Fragiles serments
Grand jour pour Lady Bird : la splendide demeure qu'elle habite avec Julian, son époux effacé et soumis, s'apprête à résonner à nouveau des sons d'une famille au grand complet. John, l'amour de sa vie, l'aîné de ses trois enfants, est de retour de ce qu'on appellera vite son «voyage à l'étranger» : un séjour en maison de repos à la suite d'une violente dépression. Pour affronter cet événement, dans une existence largement dévouée à l'entretien du jardin, à des exercices rajeunissants, et à la constitution d'une garde-robe à faire pâlir les plus coquettes de la capitale, Lady Bird a compté sur la présence d'Eliza, une vieille amie de la famille que tout le monde considère comme sa confidente. Et, en effet, Eliza apporte de Londres sa tendre attention, mais peut-être, aussi, la volonté de s'affranchir enfin de son rôle d'observatrice passive. Car elle les connaît, les cadavres qui gisent dans les jolis placards de cette exquise maisonnée, et avec elle, ce sont les multiples secrets d'une famille bien sous tous rapports qui exploseront au grand jour.
Fragiles serments est un huis clos grinçant, ourdi au son des cors de chasse et de la musique de chambre, du vent qui balaie les landes irlandaises et des chuchotements des domestiques. Sous le vernis de la paisible haute société anglo-irlandaise, Molly Keane déshabille tout sur son passage : homme, femme, enfant, dans un cortège de personnages plus vrais les uns que les autres. Elle révèle avec génie les relations morbides qu'une mère toxique entretient avec ses enfants, les cruels rapports de classe d'une Irlande des années 30 encore féodale, les éternels mensonges qui polluent amours et amitiés, et sont le ferment des grands romans. Le tout servi par cette écriture rare, tantôt loufoque, tantôt caustique, mais toujours incroyablement sensible et poétique.

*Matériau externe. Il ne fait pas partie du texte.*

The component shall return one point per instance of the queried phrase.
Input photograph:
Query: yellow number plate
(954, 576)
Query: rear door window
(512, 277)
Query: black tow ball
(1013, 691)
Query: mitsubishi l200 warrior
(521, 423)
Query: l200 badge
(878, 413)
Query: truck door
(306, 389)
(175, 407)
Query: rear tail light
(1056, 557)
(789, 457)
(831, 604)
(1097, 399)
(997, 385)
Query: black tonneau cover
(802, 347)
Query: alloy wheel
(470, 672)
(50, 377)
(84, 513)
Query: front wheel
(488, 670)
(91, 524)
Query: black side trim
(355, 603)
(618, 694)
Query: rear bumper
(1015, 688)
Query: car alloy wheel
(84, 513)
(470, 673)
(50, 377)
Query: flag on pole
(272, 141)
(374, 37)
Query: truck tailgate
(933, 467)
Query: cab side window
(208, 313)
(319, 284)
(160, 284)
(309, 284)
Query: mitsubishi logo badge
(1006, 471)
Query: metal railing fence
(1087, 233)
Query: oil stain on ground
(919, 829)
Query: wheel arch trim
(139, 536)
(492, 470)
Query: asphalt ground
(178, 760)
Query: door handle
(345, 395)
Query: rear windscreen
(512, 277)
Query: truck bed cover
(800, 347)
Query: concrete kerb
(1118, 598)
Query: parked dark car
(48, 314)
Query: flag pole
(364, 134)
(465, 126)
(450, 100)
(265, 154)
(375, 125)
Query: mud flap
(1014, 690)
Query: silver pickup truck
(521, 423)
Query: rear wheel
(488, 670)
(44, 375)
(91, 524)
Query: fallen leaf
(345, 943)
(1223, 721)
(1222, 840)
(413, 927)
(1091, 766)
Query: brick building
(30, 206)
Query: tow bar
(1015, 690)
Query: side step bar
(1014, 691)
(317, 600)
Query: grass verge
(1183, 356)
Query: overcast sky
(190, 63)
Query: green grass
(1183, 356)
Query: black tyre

Molly Keane (1904-1996) est née en Irlande dans une famille où «la chasse, la pêche et l'Église étaient d'importance, mais l'éducation confiée aux gouvernantes». A priori, rien ne la destinait à autre chose qu'une tranquille vie d'aristocrate terrienne. Et surtout pas à une carrière d'écrivain. Pourtant, un sens aigu de l'observation et une extralucidité sur le spectacle des mises en scène sociales la poussent très tôt, dès 1928, à rédiger dix romans et des pièces de théâtre sous le nom de M. J. Farrell. Après un silence de trente ans, elle met bas les masques et signe enfin sous son vrai nom Good Behaviour (Les Saint-Charles), qui remporte un vif succès, puis trois autres romans. Elle s'éteint à l'âge de quatre-vingt-douze ans, acclamée par la critique internationale. Entre 1996 et 1997, La Petite Vermillon a publié Un beau mariage et Et la vague les emporta..., et en 2000, a paru L'Amour sans larmes, à Quai Voltaire.